Mathematically proficient students can explain correspondences between equations, verbal descriptions, tables, and graphs or draw diagrams of important features and relationships, graph data, and search for regularity or trends.  Younger students might rely on using concrete objects or pictures to help conceptualize and solve a problem.  Mathematically proficient students check their answers to problems using a different method, and they continually ask themselves, "Does this make sense?"  They can understand the approaches of others to solving complex problems and identify correspondences between different approaches.
I don't know if, especially in more complex math, students do check their answers using a different method.   Again, all of these points are lofty goals.  The major problem with these standards as they are written is that they really don't offer any advice in reaching these goals.  They lay out the goals, and then say some things children should be learning in specific grades that are really basic, such as Kindergartners should be counting to 100. 
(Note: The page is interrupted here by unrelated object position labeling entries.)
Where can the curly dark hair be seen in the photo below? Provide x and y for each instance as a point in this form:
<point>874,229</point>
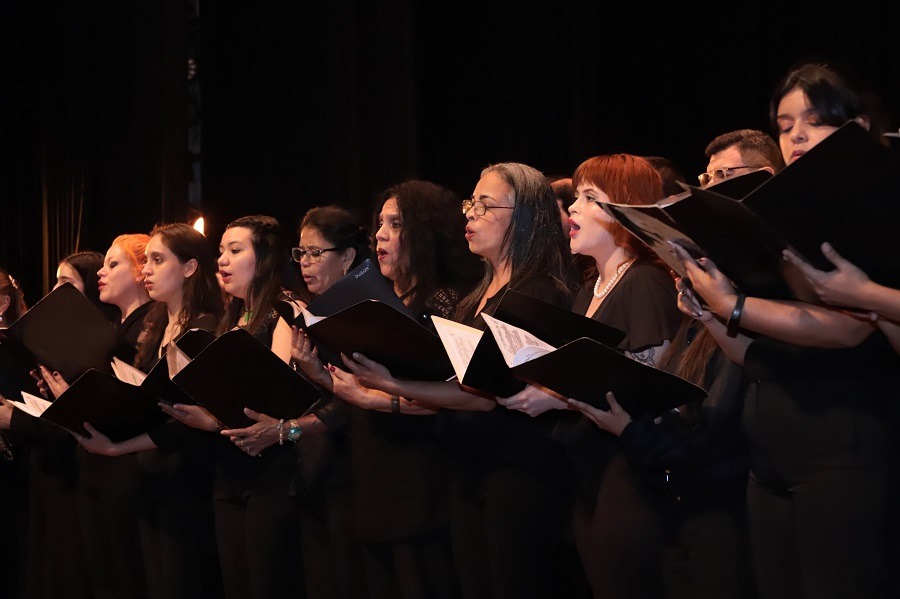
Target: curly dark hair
<point>200,295</point>
<point>433,240</point>
<point>273,275</point>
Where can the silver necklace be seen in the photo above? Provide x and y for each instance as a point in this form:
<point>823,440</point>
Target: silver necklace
<point>601,293</point>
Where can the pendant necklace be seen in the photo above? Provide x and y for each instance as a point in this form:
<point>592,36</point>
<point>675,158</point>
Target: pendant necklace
<point>601,293</point>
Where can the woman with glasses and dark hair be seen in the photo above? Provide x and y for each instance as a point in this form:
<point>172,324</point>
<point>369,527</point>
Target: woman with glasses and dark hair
<point>400,477</point>
<point>175,462</point>
<point>55,545</point>
<point>821,406</point>
<point>332,242</point>
<point>510,490</point>
<point>628,288</point>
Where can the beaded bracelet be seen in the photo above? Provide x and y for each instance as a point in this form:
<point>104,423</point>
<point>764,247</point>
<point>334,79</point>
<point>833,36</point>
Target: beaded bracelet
<point>732,325</point>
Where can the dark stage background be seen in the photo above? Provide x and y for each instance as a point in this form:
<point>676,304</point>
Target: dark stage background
<point>300,104</point>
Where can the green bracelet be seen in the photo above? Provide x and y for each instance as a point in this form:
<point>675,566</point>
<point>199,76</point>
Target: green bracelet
<point>294,434</point>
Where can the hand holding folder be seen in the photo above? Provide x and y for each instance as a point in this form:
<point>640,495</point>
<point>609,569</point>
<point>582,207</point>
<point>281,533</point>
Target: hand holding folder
<point>583,369</point>
<point>237,371</point>
<point>118,409</point>
<point>65,332</point>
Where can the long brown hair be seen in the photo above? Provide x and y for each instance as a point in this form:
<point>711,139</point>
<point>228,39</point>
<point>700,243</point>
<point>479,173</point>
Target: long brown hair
<point>200,293</point>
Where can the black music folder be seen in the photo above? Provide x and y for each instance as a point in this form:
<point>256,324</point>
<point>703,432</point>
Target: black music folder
<point>845,191</point>
<point>484,366</point>
<point>65,332</point>
<point>585,370</point>
<point>237,371</point>
<point>365,282</point>
<point>384,334</point>
<point>117,409</point>
<point>157,381</point>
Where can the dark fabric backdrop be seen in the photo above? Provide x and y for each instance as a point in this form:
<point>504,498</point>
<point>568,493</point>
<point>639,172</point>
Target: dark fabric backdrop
<point>306,104</point>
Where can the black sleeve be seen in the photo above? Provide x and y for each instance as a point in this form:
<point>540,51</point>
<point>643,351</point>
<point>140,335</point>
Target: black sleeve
<point>25,428</point>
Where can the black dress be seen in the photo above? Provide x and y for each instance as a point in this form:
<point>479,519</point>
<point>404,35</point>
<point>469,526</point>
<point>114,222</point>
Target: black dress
<point>821,424</point>
<point>108,494</point>
<point>698,468</point>
<point>511,488</point>
<point>257,518</point>
<point>400,488</point>
<point>176,517</point>
<point>616,524</point>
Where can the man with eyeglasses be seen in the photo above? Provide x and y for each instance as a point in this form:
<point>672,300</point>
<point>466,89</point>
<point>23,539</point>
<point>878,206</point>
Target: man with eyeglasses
<point>739,152</point>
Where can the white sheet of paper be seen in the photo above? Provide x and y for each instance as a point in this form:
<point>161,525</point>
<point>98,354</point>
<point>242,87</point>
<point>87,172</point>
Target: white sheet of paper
<point>517,345</point>
<point>127,373</point>
<point>310,319</point>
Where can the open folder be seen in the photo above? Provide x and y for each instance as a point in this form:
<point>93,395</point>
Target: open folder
<point>237,371</point>
<point>120,405</point>
<point>117,409</point>
<point>481,360</point>
<point>384,334</point>
<point>843,191</point>
<point>583,369</point>
<point>65,332</point>
<point>362,313</point>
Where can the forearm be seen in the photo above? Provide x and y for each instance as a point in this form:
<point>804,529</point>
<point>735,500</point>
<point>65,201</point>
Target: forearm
<point>884,301</point>
<point>891,330</point>
<point>733,347</point>
<point>797,323</point>
<point>142,442</point>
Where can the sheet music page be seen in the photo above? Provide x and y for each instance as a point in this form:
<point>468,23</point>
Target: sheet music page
<point>32,404</point>
<point>459,340</point>
<point>517,345</point>
<point>309,318</point>
<point>127,373</point>
<point>176,359</point>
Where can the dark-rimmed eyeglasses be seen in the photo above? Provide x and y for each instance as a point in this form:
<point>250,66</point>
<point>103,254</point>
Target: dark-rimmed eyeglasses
<point>313,256</point>
<point>480,207</point>
<point>722,173</point>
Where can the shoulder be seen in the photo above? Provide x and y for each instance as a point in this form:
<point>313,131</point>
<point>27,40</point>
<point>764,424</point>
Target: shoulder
<point>207,322</point>
<point>545,288</point>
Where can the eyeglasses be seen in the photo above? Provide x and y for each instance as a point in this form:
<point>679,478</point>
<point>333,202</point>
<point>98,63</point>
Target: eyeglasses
<point>312,255</point>
<point>480,207</point>
<point>722,173</point>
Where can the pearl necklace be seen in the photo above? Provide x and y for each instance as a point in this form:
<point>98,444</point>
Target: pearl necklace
<point>601,293</point>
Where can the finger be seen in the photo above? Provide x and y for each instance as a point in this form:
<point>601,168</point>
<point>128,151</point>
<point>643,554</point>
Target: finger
<point>707,265</point>
<point>361,359</point>
<point>803,266</point>
<point>235,432</point>
<point>613,404</point>
<point>829,252</point>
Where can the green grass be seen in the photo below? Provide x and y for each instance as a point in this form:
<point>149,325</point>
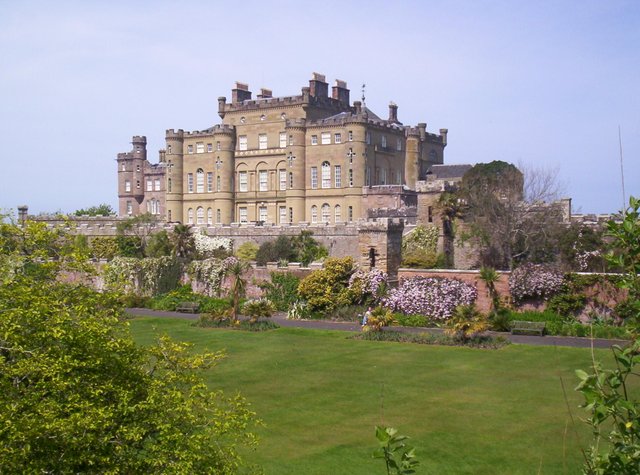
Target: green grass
<point>467,411</point>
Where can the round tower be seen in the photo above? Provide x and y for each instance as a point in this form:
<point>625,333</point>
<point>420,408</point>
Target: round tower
<point>224,170</point>
<point>296,160</point>
<point>174,161</point>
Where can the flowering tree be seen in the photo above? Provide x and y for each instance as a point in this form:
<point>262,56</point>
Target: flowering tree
<point>534,281</point>
<point>436,297</point>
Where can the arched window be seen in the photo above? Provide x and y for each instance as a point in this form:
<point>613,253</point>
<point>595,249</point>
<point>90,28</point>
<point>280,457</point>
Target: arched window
<point>200,180</point>
<point>326,175</point>
<point>200,215</point>
<point>338,214</point>
<point>326,213</point>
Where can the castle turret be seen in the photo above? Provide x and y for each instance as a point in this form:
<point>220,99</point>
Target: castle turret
<point>174,177</point>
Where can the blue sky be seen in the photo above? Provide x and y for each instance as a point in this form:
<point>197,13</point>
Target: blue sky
<point>541,83</point>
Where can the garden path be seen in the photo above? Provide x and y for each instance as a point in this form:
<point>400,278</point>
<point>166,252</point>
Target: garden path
<point>280,319</point>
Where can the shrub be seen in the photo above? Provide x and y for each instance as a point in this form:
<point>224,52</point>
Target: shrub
<point>258,308</point>
<point>282,290</point>
<point>534,281</point>
<point>436,297</point>
<point>368,286</point>
<point>327,288</point>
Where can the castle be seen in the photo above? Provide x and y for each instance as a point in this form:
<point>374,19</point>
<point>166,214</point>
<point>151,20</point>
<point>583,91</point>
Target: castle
<point>308,158</point>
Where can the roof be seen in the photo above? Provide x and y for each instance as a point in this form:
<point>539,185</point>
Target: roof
<point>449,171</point>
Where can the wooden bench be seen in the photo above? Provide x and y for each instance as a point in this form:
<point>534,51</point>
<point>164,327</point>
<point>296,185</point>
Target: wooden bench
<point>526,328</point>
<point>188,307</point>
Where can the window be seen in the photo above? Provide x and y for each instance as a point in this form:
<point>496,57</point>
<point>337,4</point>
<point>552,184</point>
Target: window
<point>262,141</point>
<point>263,176</point>
<point>326,175</point>
<point>242,180</point>
<point>326,213</point>
<point>200,180</point>
<point>200,215</point>
<point>262,213</point>
<point>209,182</point>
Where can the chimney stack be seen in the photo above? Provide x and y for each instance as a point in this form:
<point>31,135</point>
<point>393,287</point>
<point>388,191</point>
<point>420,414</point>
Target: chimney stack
<point>240,93</point>
<point>265,93</point>
<point>393,113</point>
<point>340,92</point>
<point>317,86</point>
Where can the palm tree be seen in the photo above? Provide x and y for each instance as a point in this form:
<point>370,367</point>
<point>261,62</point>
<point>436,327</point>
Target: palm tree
<point>182,241</point>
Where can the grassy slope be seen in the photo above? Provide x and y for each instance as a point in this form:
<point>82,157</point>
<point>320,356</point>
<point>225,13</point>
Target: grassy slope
<point>467,411</point>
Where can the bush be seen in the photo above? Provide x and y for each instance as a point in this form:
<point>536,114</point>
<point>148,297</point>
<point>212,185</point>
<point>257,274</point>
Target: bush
<point>436,297</point>
<point>247,251</point>
<point>282,290</point>
<point>258,308</point>
<point>327,288</point>
<point>532,281</point>
<point>483,341</point>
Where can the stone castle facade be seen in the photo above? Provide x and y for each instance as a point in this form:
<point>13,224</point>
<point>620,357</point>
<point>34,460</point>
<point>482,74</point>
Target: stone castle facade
<point>308,158</point>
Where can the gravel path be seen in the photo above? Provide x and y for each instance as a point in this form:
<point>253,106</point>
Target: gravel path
<point>280,318</point>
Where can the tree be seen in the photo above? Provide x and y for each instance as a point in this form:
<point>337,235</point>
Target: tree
<point>77,395</point>
<point>509,216</point>
<point>613,406</point>
<point>101,210</point>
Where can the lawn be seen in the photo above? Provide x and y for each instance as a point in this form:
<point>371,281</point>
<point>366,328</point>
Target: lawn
<point>466,410</point>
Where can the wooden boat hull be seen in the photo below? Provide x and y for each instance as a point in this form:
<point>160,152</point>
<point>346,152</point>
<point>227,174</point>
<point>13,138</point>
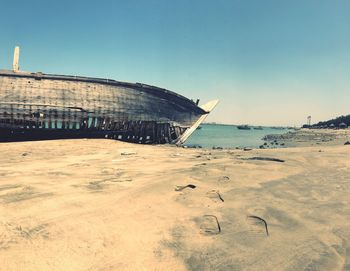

I don't believe that these standards make math any more "approachable" than it was when I was taught in elementary school.  The goal for proficient students to be able to "model with mathematics" tries to bring math and the "real world" together, but that's about it.  The overall Kindergarten standard says, "More learning time in Kindergarten should be devoted to number than to other topics."  Does that mean to the exclusion of other subjects?  Do these standards take into account that mathematics can be taught right alongside everyday subjects such as baking, or exercise, or traveling, or any number of other subjects?  It is my feeling that topics and subjects are already too segmented in public school, and these new standards do nothing to change that.  Overall, I see a continuation of the status quo.